Monday, Tuesday, Wednesday, Friday : 8:30 a.m.-5:30 p.m.
Saturday: 8:30-11:30 a.m.
Based on findings from the social sciences, this course examines how individuals think about and relate to one another in the context of conflict. Students acquire a theoretical framework for understanding and assisting parties in conflict. Concepts explored for their usefulness in conflict resolution include the following: personality development and differences; neurotic styles; difficult people and psychological disorders; predictable cognitive biases; sources of psychological resistance to dealing with conflict such as fear of abandonment, shame, guilt and unresolved grief; stages of conflict including escalation, stalemate, de-escalation, and resolution; social origins of conflict, including differences in values, beliefs and morals; socialization of aggressive and cooperative behaviors; emotional intelligence, self awareness and empathy; trust and altruism; anger and the limits of argumentation and rationality; prejudice and the need for enemies. The course includes at least one self-assessment instrument to enhance student awareness of individual differences in psychological styles.
Richard C. Reuben is the James Lewis Parks Professor of Law at the University of Missouri School of Law and co-director of the Missouri Center for the Study of Conflict, Law & the Media. Reuben is co-author of Dispute Resolution and Lawyers (4th ed. 2009), a leading ADR casebook; a reporter for the Uniform Mediation Act, a project of the American Bar Association and the National Conference of Commissioners on Uniform State Laws; and is one of the leading authorities on confidentiality in ADR processes. He is also the founding chair of the ABA Section of Dispute Resolution's Committee on Public Policy, Consensus Building, and Democracy, a member of the Editorial Board of the Section's Dispute Resolution Magazine, and the American Law Institute.
This class will examine each of the themes of Apology, Forgiveness and Reconciliation. A spectrum of definitions and meaning of each theme will be explored. A variety of approaches on how to implement each theme will be discussed. The material will be addressed from the context of governing our own lives, providing professional advice to another as an advocate, and serving as a mediator. Class material will include religious and non-religious perspectives on these themes.
Peter Robinson is managing director of the Straus Institute for Dispute Resolution and associate professor at Pepperdine University School of Law. He has presented advanced negotiation and mediation skills courses in more than 39 states and foreign countries. He has served on the boards of the Christian Conciliation Service of Los Angeles, Ventura Center for Dispute Settlement, Dispute Resolution Services of the LACBA, Southern California Mediation Association, and California Dispute Resolution Council. He is a fellow of the International Academy of Mediators, a member of the American College of Civil Trial Mediators and was recognized as a Southern California Super Lawyer in the area of mediation in 2006.

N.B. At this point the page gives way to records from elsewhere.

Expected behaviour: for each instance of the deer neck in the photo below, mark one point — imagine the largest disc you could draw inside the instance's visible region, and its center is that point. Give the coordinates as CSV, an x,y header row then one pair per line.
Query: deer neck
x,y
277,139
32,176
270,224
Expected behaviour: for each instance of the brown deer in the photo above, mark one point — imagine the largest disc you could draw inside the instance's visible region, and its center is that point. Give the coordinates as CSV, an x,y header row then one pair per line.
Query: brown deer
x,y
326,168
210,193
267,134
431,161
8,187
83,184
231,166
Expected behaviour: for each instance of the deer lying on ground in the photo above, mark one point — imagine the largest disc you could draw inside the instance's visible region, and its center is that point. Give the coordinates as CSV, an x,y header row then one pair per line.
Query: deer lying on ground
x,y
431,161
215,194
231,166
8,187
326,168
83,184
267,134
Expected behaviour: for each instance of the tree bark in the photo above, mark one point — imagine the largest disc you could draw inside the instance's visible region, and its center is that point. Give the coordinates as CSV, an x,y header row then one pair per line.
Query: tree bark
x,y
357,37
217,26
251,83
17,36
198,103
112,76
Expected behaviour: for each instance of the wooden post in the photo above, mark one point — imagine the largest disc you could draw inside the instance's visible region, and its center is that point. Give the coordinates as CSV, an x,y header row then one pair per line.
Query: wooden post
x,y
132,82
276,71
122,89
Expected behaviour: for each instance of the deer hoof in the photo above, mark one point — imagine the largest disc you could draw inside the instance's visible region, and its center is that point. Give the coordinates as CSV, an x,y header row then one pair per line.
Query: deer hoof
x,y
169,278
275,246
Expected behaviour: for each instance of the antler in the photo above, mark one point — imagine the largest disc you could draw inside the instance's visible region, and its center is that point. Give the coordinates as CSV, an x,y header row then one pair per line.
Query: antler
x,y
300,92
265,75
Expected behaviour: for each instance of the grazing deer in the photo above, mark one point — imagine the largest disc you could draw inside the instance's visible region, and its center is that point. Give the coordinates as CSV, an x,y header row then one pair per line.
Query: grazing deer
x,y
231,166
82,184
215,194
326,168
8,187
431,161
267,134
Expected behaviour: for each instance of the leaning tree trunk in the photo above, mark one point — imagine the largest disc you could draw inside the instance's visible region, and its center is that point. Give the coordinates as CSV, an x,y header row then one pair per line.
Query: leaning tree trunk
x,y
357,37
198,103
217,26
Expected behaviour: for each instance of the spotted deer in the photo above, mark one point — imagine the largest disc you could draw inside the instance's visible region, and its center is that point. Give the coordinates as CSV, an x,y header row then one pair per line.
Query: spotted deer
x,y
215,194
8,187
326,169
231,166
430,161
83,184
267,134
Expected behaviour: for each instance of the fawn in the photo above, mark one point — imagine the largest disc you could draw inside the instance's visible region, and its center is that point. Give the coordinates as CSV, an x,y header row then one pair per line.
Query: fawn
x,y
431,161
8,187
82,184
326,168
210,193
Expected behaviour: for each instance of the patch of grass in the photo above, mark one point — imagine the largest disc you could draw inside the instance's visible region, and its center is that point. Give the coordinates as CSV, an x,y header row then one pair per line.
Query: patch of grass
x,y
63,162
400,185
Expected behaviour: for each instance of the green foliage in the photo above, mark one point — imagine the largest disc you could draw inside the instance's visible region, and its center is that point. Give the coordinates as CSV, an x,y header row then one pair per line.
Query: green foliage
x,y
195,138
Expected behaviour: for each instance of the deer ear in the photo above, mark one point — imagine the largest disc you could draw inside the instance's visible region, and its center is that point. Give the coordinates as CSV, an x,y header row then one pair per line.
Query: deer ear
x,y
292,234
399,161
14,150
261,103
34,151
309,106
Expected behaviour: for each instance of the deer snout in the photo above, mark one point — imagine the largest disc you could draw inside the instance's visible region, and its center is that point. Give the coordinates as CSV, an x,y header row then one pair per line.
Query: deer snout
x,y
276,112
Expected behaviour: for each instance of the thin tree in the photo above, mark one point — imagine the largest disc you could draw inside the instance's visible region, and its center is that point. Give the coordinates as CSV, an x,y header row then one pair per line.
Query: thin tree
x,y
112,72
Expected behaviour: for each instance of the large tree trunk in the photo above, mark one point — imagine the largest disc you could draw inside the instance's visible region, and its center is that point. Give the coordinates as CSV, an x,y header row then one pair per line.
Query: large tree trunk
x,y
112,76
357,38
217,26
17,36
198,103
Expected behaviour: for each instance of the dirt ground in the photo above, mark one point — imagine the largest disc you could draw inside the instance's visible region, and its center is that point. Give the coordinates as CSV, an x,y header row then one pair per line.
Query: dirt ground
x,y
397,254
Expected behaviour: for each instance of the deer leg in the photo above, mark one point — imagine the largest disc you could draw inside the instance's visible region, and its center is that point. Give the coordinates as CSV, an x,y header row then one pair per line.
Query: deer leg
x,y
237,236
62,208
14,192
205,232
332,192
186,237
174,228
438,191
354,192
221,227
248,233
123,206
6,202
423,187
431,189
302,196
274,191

This course explores conflict in the context of religion, with a focus on how religious beliefs can generate and affect conflict as well as provide guidance on its resolution. It examines special considerations important in managing religious disputes and unique factors to be taken into account when facilitating the resolution of conflicts set within the context of religious organizations, including those that do not involve religious issues per se. Techniques to help parties integrate their own religious beliefs into their approaches to conflict are given special emphasis. The course uses the Judeo-Christian perspective as a starting point for examining other religious heritages, to gain an appreciation for how various religious beliefs can influence an individual's approach to conflict resolution and reconciliation and how religion contributes to regional and international political strife.
Timothy Pownall is an assistant director of the Straus Institute. Pownall focuses on the Institute's international initiatives, faith-based ministries, and cooperative joint-degree programs. He serves as the chair of the board of the Center for Conflict Resolution, a faith-based, non-profit enterprise that provides dispute resolution services in the Los Angeles County Superior Court. Pownall has provided consulting services in conflict management and training programs in negotiation and dispute resolution skills as a senior associate with Strategic Resolutions Group, LLC. He earned the Master's in Dispute Resolution from Pepperdine University School of Law and his BA in Psychology and Religion at Pepperdine University.